Advanced Usage¶
Advanced features and customization options for power users.
LogFire Integration¶
LayerCode Gym integrates with LogFire for real-time observability and debugging.
Setup¶
# Install LogFire dependencies (already included in layercode-gym)
uv add logfire
# Configure LogFire
logfire configure
Enable in LayerCode Gym¶
LogFire is automatically enabled when you provide a LOGFIRE_TOKEN:
LayerCode Gym automatically instruments PydanticAI and OpenAI when a LogFire token is present.
What You Get¶
With LogFire enabled, you get:
- Real-time conversation tracking in the LogFire UI
- Performance metrics and spans for each operation
- WebSocket event streaming visualization
- Error tracking and stack traces
- Timeline view of conversation flow
View in LogFire Dashboard¶
You'll see:
- Conversation spans with nested operations
- WebSocket events (connect, message, disconnect)
- TTS synthesis operations
- LLM API calls (for AI personas)
- Timing metrics for each operation
Custom LogFire Spans¶
Add your own instrumentation:
import logfire
async def my_custom_callback(
turn_number: int,
user_message: str,
agent_message: str,
conversation_id: str
) -> None:
with logfire.span("custom_analysis"):
# Your analysis code
sentiment = analyze_sentiment(agent_message)
logfire.info(
"Sentiment analysis",
turn=turn_number,
sentiment=sentiment
)
client = LayercodeClient(
simulator=simulator,
turn_callback=my_custom_callback
)
Custom TTS Engines¶
Use alternative TTS providers like ElevenLabs, Azure, or local engines.
ElevenLabs Example¶
from pathlib import Path
import httpx
from layercode_gym.simulator import TTSEngineProtocol
class ElevenLabsTTS(TTSEngineProtocol):
def __init__(self, api_key: str, voice_id: str):
self.api_key = api_key
self.voice_id = voice_id
self.base_url = "https://api.elevenlabs.io/v1"

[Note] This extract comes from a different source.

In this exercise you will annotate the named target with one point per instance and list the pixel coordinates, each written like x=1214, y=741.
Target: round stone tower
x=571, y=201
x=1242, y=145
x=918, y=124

async def synthesize(self, text: str, **kwargs) -> Path:
url = f"{self.base_url}/text-to-speech/{self.voice_id}"
headers = {"xi-api-key": self.api_key}
data = {
"text": text,
"model_id": "eleven_monolingual_v1",
"voice_settings": {
"stability": 0.5,
"similarity_boost": 0.5
}
}
async with httpx.AsyncClient() as client:
response = await client.post(url, headers=headers, json=data)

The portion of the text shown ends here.